Plans to set up such driving sites were announced in mid-June. After numerous public hearings in which the Harris County Republican Party participates, the county approved the plan to roll out the sites on August 25 – with a combination of bipartisan officials supporting the sites. . Early voting took place October 13-30, and 126,912 votes were cast at the driving sites, according to the county attorneys.
But Hotze the plaintiffs waited until October 28 to file the lawsuit, after tens of thousands of voters took advantage of the early voting.
There are some theories that say plaintiffs wait too long to claim their supposed legal rights will not take precedence. As the Fifth Round explained, a theory called “laches” states that “justice supports those who are alert, not those who fall asleep about their rights”.
Similarly, a doctrine known as the Purcell principle warns federal courts not to change a state’s electoral rules when an election approaches. When the Supreme Court held in April last year in Republican National Committee v. Democratic National Committee, “The lower federal courts generally must not change the electoral rules the eve of an election.”
And but Hotze the plaintiffs filed their motion requiring the Fifth Race to close the driving polling places at 9:30 pm on Monday – before election day.
The Republicans on the Supreme Court did not apply Purcell fairly and equally.

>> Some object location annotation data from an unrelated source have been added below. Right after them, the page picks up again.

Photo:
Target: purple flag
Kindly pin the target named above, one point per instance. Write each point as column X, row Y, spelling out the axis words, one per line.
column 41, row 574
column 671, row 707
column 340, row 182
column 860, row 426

Most Supreme Court Republicans have been ruthless in applying the Purcell principle to revoke lower court orders to make voting easier. The Republican National Committee for example, the case where certain mailed ballots were ordered to be issued because of a lower court judge who ordered those ballots to be counted too close to election day. Justice Brett Kavanaugh is also based on Purcell’s principles when he participates in a restoration decision that requires absent South Carolina voters to be signed by a witness.
But the Court was less enthusiastic about the Purcell principle as Republicans tried to make voting more difficult.
In Pennsylvania Republican Party sued Boockvar, four judges – Clarence Thomas, Samuel Alito, Neil Gorsuch and Kavanaugh – all voted to change Pennsylvania’s electoral rules to rule out some late absentee votes. And they voted to make this change less than two weeks before the election.
Notably, newly confirmed Justice Amy Coney Barrett was not present in Court when Republican Party first coming before judges. It is likely that she will give a fifth vote to change Pennsylvania’s election rules to make them even harsher, if she did. Republican Party case.
Judges Thomas, Alito and Gorsuch, meanwhile, threatened to throw Pennsylvania relevant ballots after The election took place. And they could do the same thing in a similar case in North Carolina.
With this behavior, it is understandable why Hollins decided to shut down nine poll sites. Election attorneys can no longer give reliable advice to their clients about what that client can and cannot do. And the Supreme Court seems to be applying the same doctrines as the Purcell erratic rule – or maybe even a party -.
For these reasons, district secretaries like Hollins cannot be sure that their actions will be accepted by the court or that voters will not dispose of their ballot for arbitrary reasons, even if the law is present. Practice states that such votes should be counted. That means that the polling places will be closed and election officials will take other actions that make voting more difficult, not because the law requires such actions, but because because election officials feel unsure about what the courts will do.